To help promote the campus program, students recently dressed up as pieces of trash and "Captain Recycle" to spread the word to students and faculty.

Much of the environmental success on campus rests with the student coalition, which formed about two years ago. It garnered media attention last spring with a march on Annapolis to call attention to the growing garbage crisis.

The coalition was the driving force behind the elimination of plastic foam product use in the dining hall. It also was successful in pushing administrators to revise WMC's printing policy to require copying on both sides of the paper.

"This has really been a positive indication of what students can do when they put their minds to it," said Meeghan Ziolkowski, co-leader of the the coalition.

The Westminster native, who is pursuing a degree in religious studies and philosophy, said that it has taken more than students to accomplish the job. She credited faculty and administrators for their interest and cooperation.

Noting that interest in the coalition is as strong as ever, Ziolkowski said her group will continue to pursue practical, day-to-day changes on campus to improve the environment.

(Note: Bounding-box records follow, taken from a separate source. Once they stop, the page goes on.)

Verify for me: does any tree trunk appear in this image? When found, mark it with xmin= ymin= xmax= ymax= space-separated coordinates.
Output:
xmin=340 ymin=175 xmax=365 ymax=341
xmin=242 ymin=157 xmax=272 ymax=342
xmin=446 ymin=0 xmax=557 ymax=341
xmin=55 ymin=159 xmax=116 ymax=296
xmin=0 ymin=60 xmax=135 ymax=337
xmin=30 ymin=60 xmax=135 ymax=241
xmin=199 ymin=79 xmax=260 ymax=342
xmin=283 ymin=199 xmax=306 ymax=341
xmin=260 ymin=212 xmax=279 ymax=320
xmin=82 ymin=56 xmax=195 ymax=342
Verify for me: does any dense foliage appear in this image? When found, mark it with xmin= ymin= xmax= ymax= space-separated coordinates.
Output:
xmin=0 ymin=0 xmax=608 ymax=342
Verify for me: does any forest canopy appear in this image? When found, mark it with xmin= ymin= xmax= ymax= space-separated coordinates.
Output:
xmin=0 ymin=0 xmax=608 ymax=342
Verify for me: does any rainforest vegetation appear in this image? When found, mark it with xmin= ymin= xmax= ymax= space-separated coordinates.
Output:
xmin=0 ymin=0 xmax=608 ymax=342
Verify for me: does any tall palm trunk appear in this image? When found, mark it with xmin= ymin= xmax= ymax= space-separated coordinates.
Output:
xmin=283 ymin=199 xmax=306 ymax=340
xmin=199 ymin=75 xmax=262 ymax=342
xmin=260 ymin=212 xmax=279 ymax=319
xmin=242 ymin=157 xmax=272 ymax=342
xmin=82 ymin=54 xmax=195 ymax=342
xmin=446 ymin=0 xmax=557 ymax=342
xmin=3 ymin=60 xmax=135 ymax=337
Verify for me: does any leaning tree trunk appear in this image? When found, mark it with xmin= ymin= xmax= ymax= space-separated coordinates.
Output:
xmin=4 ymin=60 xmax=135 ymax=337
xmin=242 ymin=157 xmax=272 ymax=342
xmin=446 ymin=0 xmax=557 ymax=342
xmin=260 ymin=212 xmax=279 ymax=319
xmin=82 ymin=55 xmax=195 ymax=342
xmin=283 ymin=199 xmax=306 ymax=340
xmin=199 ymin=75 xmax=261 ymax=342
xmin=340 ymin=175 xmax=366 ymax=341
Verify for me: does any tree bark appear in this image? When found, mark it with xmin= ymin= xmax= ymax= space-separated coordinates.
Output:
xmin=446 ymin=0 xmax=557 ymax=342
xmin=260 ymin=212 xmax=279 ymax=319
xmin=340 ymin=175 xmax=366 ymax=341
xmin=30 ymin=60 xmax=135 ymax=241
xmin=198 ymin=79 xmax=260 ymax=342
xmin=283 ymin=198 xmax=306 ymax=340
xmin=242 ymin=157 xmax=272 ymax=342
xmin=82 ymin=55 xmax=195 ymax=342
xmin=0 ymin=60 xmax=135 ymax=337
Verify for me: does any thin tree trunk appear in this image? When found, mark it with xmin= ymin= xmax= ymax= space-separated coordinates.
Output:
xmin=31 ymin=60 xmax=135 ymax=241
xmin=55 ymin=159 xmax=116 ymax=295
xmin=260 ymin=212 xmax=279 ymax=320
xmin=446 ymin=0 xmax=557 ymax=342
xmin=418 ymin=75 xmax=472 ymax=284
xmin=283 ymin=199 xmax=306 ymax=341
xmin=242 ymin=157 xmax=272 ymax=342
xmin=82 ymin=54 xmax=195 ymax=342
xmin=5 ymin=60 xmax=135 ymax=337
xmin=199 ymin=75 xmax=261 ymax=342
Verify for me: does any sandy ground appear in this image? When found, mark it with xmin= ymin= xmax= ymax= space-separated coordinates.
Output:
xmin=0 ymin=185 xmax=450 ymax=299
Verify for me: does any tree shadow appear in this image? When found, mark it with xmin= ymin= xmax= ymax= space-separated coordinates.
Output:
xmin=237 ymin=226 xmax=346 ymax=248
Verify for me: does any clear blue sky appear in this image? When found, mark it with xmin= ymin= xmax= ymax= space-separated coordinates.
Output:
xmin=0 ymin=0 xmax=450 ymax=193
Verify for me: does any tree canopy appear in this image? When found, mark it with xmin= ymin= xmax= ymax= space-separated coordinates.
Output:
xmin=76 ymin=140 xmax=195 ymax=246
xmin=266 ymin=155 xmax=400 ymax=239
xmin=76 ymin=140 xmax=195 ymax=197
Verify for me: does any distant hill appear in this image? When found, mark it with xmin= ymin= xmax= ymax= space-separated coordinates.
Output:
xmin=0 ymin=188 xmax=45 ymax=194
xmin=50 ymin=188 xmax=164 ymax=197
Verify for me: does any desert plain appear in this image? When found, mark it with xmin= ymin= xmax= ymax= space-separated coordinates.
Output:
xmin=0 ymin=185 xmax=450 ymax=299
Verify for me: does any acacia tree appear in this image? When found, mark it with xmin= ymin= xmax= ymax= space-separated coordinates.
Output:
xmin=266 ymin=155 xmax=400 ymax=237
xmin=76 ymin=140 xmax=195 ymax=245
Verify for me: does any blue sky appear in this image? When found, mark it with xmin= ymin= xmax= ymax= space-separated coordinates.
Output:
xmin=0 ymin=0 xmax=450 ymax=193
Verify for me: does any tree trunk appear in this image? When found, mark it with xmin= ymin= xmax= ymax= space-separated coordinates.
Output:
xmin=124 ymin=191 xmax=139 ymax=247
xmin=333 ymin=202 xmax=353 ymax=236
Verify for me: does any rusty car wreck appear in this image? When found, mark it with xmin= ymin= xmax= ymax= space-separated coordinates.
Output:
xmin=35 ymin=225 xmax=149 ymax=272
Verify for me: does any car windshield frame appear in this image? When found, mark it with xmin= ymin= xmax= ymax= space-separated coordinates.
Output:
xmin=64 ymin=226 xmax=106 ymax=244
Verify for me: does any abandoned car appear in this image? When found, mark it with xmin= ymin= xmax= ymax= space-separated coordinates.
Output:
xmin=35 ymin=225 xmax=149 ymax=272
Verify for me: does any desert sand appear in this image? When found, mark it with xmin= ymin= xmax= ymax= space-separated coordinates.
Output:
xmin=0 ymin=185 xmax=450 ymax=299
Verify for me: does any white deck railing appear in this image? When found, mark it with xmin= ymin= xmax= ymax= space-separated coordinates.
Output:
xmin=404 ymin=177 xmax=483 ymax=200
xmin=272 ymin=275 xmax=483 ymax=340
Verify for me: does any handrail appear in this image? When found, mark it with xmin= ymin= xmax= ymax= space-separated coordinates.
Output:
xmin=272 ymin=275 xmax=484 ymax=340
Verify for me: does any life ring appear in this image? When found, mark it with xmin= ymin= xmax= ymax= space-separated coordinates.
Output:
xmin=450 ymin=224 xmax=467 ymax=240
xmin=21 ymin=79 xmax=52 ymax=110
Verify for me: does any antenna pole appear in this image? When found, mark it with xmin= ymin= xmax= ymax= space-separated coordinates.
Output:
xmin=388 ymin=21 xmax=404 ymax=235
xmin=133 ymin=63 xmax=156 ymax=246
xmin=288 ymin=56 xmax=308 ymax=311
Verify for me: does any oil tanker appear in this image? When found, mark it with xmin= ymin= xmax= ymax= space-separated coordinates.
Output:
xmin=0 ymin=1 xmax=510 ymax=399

In efforts to stymie the endless paper flow, administrators also are looking at a new communications system that would allow staff to send messages by computer, instead of on paper, and a paper-conservation program.

"The real answer to saving the environment is conservation," said biology professor Esther Iglich, a member of the advisory committee and an adviser to the coalition. "Memos are an incredible waste of paper. We need to cut down on paper (use)."

Despite the apparent success, Iglich, who teaches environmental courses to both science and non-science majors, said the environmental message is just beginning to reach many students and faculty.